As restrições na aquisição de matérias-primas, devido à escassez de divisas, continuam a ser o principal obstáculo do negócio de produções gráficas de ‘pequena dimensão’. Proprietários e gestores de mini-gráficas, em Luanda, apontam para “pouca atenção” dada pelo Governo.

Quatro anos após o início da crise económica e financeira, os empreendedores referem que “era já altura de se notarem mudanças em relação às medidas de distribuição das divisas”, lamentando que a micro-indústria gráfica esteja em “segundo plano”.

Para já, limitações na produção, incumprimentos dos prazos de entregas das encomendas e redução de clientes preenchem os constrangimentos do mercado destas unidades. Aliás, fala-se mesmo do risco de encerramento de alguns estabelecimentos.

Embora com pouco ‘espaço de manobra’, como reconheceram, os empreendedores procuram reinventar-se, em função das barreiras do momento. Os gestores da Mundo Imprime, por exemplo, estão a apostar em manter contratos fixos com alguns clientes, batendo a portas de outros que eventualmente desconheçam a gráfica.

“Não é época de esperar que o cliente nos procure”, argumenta o assistente Airton Manuel, acrescentando que manter a contabilidade ‘em dia’ é também uma das estratégias da equipa de gestão, que criou quatro postos de trabalho.

“A contabilidade é o coração de qualquer empresa”, argumenta.
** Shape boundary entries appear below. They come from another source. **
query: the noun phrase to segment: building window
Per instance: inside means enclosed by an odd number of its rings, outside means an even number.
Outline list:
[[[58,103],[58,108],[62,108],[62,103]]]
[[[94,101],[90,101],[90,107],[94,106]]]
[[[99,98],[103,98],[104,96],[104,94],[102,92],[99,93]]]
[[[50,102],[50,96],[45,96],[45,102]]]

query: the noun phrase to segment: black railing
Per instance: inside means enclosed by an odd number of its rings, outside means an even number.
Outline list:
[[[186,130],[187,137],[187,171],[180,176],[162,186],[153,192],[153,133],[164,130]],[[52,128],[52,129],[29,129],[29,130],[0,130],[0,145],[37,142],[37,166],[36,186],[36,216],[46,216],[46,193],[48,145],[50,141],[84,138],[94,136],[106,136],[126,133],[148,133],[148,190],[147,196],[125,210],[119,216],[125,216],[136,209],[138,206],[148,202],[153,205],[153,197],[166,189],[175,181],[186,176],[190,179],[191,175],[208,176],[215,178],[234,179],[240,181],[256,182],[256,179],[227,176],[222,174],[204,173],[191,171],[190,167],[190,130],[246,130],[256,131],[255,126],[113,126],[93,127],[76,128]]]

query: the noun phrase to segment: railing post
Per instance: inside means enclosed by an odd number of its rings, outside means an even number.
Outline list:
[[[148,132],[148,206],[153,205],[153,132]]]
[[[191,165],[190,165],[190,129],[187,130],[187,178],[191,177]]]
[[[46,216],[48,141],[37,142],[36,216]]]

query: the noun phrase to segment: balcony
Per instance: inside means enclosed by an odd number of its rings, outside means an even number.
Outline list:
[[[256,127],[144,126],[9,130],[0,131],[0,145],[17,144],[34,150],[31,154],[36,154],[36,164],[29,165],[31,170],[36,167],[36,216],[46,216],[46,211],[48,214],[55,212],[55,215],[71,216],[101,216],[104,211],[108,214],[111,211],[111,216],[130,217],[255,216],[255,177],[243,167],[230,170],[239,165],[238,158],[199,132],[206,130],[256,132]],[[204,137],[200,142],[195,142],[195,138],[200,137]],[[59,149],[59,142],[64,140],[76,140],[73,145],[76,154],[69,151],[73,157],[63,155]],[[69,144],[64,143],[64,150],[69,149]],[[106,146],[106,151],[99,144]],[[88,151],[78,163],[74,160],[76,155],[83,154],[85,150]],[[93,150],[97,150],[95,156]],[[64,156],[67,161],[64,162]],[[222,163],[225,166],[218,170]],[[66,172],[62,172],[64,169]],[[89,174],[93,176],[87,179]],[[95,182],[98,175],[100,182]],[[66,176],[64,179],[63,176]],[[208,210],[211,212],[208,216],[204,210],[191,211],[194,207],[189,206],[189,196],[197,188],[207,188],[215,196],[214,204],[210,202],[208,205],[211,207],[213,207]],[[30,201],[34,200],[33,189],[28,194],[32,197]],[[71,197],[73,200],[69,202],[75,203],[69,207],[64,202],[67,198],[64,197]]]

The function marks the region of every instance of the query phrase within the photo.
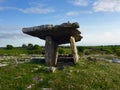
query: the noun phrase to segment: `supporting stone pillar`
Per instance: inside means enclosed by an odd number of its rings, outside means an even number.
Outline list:
[[[72,49],[74,63],[76,64],[79,60],[79,56],[78,56],[77,48],[76,48],[76,45],[75,45],[75,38],[73,36],[70,37],[70,46],[71,46],[71,49]]]
[[[50,36],[46,37],[45,43],[45,61],[48,66],[55,66],[58,59],[57,43]]]

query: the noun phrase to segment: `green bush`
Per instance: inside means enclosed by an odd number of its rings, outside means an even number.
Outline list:
[[[7,45],[6,49],[13,49],[14,47],[12,45]]]

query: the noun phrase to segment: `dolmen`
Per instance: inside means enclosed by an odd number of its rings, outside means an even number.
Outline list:
[[[25,34],[45,40],[45,62],[48,66],[55,66],[58,60],[58,45],[70,43],[73,61],[76,64],[79,60],[75,42],[82,39],[78,30],[79,24],[62,23],[60,25],[40,25],[23,28]]]

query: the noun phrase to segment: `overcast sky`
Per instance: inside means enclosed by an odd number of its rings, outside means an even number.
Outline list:
[[[120,45],[120,0],[0,0],[0,47],[45,42],[23,27],[78,22],[77,45]]]

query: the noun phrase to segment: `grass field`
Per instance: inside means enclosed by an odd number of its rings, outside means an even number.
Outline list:
[[[0,90],[120,90],[120,64],[81,59],[54,73],[45,67],[32,62],[1,67]]]

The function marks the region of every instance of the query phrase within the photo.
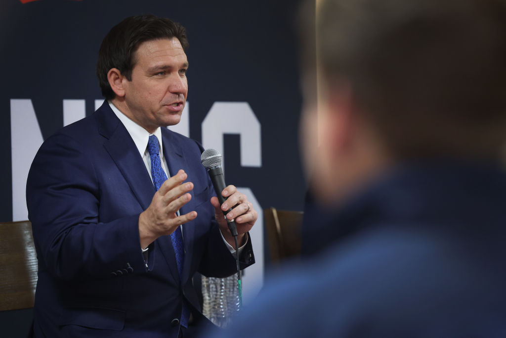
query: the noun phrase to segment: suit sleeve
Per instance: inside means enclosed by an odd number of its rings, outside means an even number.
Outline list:
[[[44,142],[26,187],[39,268],[65,280],[109,277],[129,267],[145,271],[139,215],[101,222],[100,188],[93,162],[71,137],[57,134]]]

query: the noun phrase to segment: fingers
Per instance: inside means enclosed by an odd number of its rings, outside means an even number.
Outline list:
[[[253,209],[251,204],[248,202],[246,195],[238,192],[235,186],[229,185],[223,190],[222,194],[224,196],[226,197],[228,196],[228,198],[221,205],[221,210],[226,211],[231,208],[232,208],[232,210],[227,214],[227,218],[228,219],[235,218],[236,222],[238,223],[254,223],[256,221],[258,217],[257,211]],[[211,203],[216,208],[218,205],[218,199],[216,199],[216,201],[212,199]]]
[[[211,204],[213,206],[215,207],[215,209],[217,209],[218,211],[219,211],[221,210],[221,206],[220,205],[220,201],[218,201],[218,198],[213,196],[211,198]]]
[[[258,218],[258,213],[257,210],[250,210],[249,212],[243,214],[235,219],[235,222],[237,224],[242,224],[244,223],[254,223]]]
[[[170,190],[176,187],[178,185],[181,185],[187,177],[188,175],[186,174],[184,170],[183,169],[180,170],[177,174],[163,182],[163,184],[161,185],[161,186],[158,190],[158,193],[162,196],[164,195]]]
[[[187,214],[185,214],[184,215],[181,215],[181,216],[178,216],[174,219],[175,222],[178,224],[184,224],[185,223],[188,223],[191,220],[193,220],[197,218],[197,212],[196,211],[191,211]],[[174,229],[176,230],[175,229]]]
[[[229,185],[224,189],[222,194],[225,197],[228,197],[222,205],[222,210],[224,211],[228,210],[230,208],[233,208],[235,205],[247,200],[246,195],[238,192],[233,185]]]
[[[166,182],[166,181],[165,181]],[[161,189],[161,187],[160,189]],[[162,201],[164,205],[167,205],[176,199],[180,197],[182,197],[186,193],[189,192],[193,189],[193,183],[191,182],[187,182],[182,184],[176,185],[163,195]],[[190,194],[189,194],[188,195]],[[188,200],[188,201],[189,200]]]

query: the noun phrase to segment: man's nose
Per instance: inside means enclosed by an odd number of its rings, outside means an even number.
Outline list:
[[[168,90],[173,94],[184,94],[188,90],[187,87],[186,78],[182,78],[178,74],[173,77]]]

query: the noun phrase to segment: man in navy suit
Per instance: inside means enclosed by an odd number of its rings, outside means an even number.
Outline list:
[[[506,336],[506,4],[322,2],[314,255],[213,336]]]
[[[256,211],[233,185],[220,205],[202,146],[165,128],[186,102],[187,46],[167,19],[115,26],[97,66],[106,101],[37,154],[27,184],[35,336],[177,337],[189,335],[191,316],[204,325],[192,276],[236,269],[222,210],[233,208],[241,268],[254,262]]]

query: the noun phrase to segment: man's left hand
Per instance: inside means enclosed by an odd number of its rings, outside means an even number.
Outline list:
[[[232,210],[227,214],[227,218],[234,219],[237,226],[237,243],[239,246],[244,244],[245,234],[251,230],[257,221],[258,214],[253,208],[251,203],[248,201],[246,195],[237,191],[234,185],[229,185],[222,192],[224,197],[228,198],[222,205],[217,197],[211,198],[211,204],[215,207],[215,216],[220,230],[225,240],[232,247],[235,247],[234,237],[232,236],[228,225],[223,217],[223,211],[232,208]]]

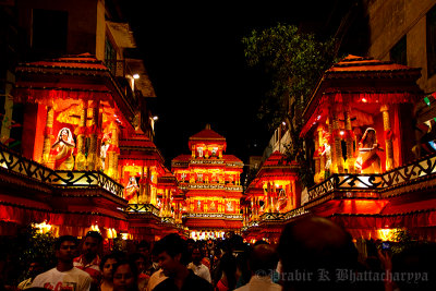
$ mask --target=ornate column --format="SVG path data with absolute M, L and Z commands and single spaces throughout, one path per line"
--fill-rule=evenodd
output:
M 46 128 L 44 129 L 43 165 L 53 169 L 55 161 L 50 161 L 51 141 L 53 136 L 55 109 L 47 107 Z
M 319 126 L 315 133 L 314 142 L 315 142 L 315 154 L 314 154 L 315 177 L 314 177 L 314 181 L 315 181 L 315 183 L 319 183 L 322 181 L 322 179 L 320 179 L 322 168 L 320 168 L 320 155 L 319 155 L 320 154 L 319 148 L 320 148 L 322 144 L 319 141 Z
M 77 133 L 77 155 L 75 157 L 75 169 L 80 171 L 86 170 L 86 119 L 88 116 L 88 100 L 81 100 L 81 120 L 78 121 Z
M 380 111 L 383 113 L 383 126 L 385 130 L 386 171 L 389 171 L 393 168 L 392 129 L 390 126 L 389 106 L 383 105 Z
M 89 148 L 87 157 L 87 169 L 89 171 L 98 170 L 98 161 L 100 155 L 100 147 L 98 145 L 98 133 L 100 132 L 99 126 L 99 109 L 100 101 L 92 101 L 89 110 L 92 111 L 90 128 L 89 128 Z
M 351 110 L 347 107 L 343 112 L 343 117 L 346 119 L 346 143 L 347 143 L 347 168 L 349 173 L 354 173 L 354 150 L 353 150 L 353 142 L 354 142 L 354 133 L 351 126 Z
M 145 196 L 145 193 L 144 193 L 145 192 L 145 185 L 146 185 L 145 179 L 144 179 L 144 177 L 145 177 L 144 171 L 145 171 L 145 167 L 144 167 L 144 161 L 143 161 L 143 165 L 141 167 L 140 195 L 137 197 L 137 203 L 138 204 L 145 204 L 146 203 L 146 196 Z

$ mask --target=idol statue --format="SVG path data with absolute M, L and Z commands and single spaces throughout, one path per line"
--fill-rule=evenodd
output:
M 55 158 L 55 170 L 71 171 L 74 168 L 75 143 L 69 128 L 59 131 L 55 144 L 51 146 L 51 155 Z
M 355 168 L 361 173 L 380 173 L 382 162 L 378 151 L 384 150 L 377 142 L 376 131 L 367 128 L 359 143 L 359 156 L 355 161 Z

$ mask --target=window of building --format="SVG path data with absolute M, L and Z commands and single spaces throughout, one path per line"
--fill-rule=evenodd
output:
M 47 54 L 66 53 L 68 12 L 34 9 L 32 48 Z
M 390 60 L 400 63 L 400 64 L 408 64 L 408 43 L 405 35 L 401 37 L 400 41 L 397 43 L 390 49 Z
M 436 73 L 436 5 L 427 13 L 427 76 Z

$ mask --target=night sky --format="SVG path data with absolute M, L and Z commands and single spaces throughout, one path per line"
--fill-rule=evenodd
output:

Já na gráfica Ircom, localizada no Bairro da Polícia, as medidas de contorno à ‘tempestade do mercado’ passam por aumentar a eficiência e o acompanhamento pós-venda, tendo sido criada uma área de gestão de clientes.

Ainda assim, o técnico de impressão digital e designer-gráfico Simão Gonçalves insiste na necessidade de o Governo olhar para o negócio com ‘bons olhos’, facilitando as divisas para a importação das matérias-primas. “Se houver esta facilidade de importação, o resto a gente dá sequência”, afirma Simão Gonçalves, concluindo que “as nossas gráficas são de pequena dimensão”, mas desenvolvem “trabalhos de grande dimensão” e que “pequenas empresas alavancam grandes economias”.

Lonas, vinil, autocolantes, tinteiros, camisolas e papéis de vários tipos e dimensão são as principais matérias-primas utilizadas pelas gráficas. Os preços dos produtos finais são praticados em função da qualidade, quantidade e dimensão de cada artigo.

Por exemplo, o preço de impressão de um metro quadrado de uma lona varia entre os 2.500 kwanzas e os seis mil kwanzas. Um vinil, de também um metro quadrado, custa entre três mil e 7.500 kwanzas. Já na impressão de produtos em papel, os preços rondam entre 200 e mil kwanzas, tendo sempre em conta o tipo e tamanho do produto.

A facturação destas pequenas empresas ronda entre os 200 e os 300 mil kwanzas/mês, tendo um custo operacional trimestral à volta de 200 mil kwanzas. Em investimentos, uma máquina de imprimir lonas e vinil custa entre 3,5 milhões e 10 milhões de kwanzas. Chineses e vietnamitas são acusados pelos empreendedores nacionais de inundar o mercado com produtos de pouca qualidade e preços baixos, provocando uma “concorrência desleal”.

João Ilídio, proprietário de uma gráfica nos arredores do Golfe 2, está convencido de que o material usado por chineses é reciclado e de baixo custo. Além do seu estabelecimento, na área, existem mais três gráficas, todas de proprietários chineses.

“Realmente, é uma grande concorrência, mas acho que não é justo. Porque eu trabalho com matérias originais, tinteiros e máquinas sofisticadas, já os tinteiros que os chineses usam é reciclado e têm pouca duração”, acusa João Ilídio. “Estou a perder, porque os clientes preferem os chineses por causa dos baixos preços, mas o meu produto tem muito mais qualidade.” Ao VALOR, chineses e vietnamitas recusam-se a comentar o assunto.